Grand écart cinématographique à la soirée d’ouverture du festival de Locarno

par Jacques Mandelbaum

Le Monde, 3 mai 2007

Mercredi 1er août au soir, le Festival de Locarno inaugurait la soirée d’ouverture de cette soixantième édition sur la grandiose Piazza Grande, avec ses huit mille places assises en plein air et son écran géant. Plus que jamais, la vieille et impure alliance de l’art et de l’industrie y fut consacrée. Dans les discours, le président Marco Solari remerciant en italien le plus vieux sponsor du festival sous les espèces d’une banque suisse, et Frédéric Maire, son directeur artistique, rendant un parfait hommage en français aux trois récentes morts qui endeuillent le monde du cinéma : celles d’Edward Yang, Ingmar Bergman et Michelangelo Antonioni.
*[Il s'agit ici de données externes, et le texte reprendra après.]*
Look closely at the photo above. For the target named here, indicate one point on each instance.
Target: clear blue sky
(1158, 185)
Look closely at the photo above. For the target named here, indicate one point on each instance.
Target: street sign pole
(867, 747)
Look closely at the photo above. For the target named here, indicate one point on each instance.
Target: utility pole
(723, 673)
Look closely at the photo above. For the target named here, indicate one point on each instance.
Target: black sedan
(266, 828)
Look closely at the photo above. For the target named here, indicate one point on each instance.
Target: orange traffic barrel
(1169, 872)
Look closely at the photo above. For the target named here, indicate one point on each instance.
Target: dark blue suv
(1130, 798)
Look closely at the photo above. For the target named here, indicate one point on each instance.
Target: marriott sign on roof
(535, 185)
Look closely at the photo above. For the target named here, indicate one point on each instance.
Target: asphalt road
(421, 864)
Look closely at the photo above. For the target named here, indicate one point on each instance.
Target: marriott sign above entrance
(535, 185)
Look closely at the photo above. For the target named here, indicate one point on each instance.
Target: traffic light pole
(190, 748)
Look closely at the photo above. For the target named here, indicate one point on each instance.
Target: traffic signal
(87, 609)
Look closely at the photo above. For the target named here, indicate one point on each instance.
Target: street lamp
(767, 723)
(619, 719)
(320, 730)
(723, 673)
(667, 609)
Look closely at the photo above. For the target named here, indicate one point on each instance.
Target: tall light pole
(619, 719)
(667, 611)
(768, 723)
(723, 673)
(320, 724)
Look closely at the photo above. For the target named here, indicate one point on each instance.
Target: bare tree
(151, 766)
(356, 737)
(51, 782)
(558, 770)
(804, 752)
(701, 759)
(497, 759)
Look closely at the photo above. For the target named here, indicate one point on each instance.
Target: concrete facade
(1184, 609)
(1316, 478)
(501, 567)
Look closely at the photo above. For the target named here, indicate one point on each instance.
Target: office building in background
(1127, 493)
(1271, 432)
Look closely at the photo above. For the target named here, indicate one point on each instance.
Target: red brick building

Cette nécessaire alliance était aussi sensible dans l’étrange réunion des deux films projetés durant cette soirée. Signé de Fumihiko Sori, le premier, Vexille, est un manga de science-fiction produit pour 10 millions de dollars et d’ores et déjà vendu dans soixante-quinze pays. L’action se déroule en 2077 au Japon, désormais coupé du monde par une barrière magnétique, tandis que l’industrie robotique qui y a pris le pouvoir a transformé la population du pays en androïdes. Un commando américain va néanmoins réussir à s’infiltrer dans le pays. Cette fantasmagorie futuriste à grand spectacle remet sur le métier le spectre de l’anéantissement de l’humanité par la technologie. Techniquement brillant mais fondamentalement grisé par sa volonté de puissance, le film n’est pas loin de contredire le message qu’il prétend défendre.

La chair et l’esprit
Il ne saurait être plus éloigné, la comparaison n’étant dictée que par la coïncidence de cette soirée, de Sarabande, drame intimiste et ultime film d’Ingmar Bergman projeté ensuite en hommage au cinéaste. Tourné aussi en vidéo numérique, mais au plus près de la chair et de l’esprit, Sarabande prouve, s’il en était besoin, que la technologie n’est pas une fatalité, contrairement à la famille. Ce genre de grand écart fait précisément le charme de Locarno.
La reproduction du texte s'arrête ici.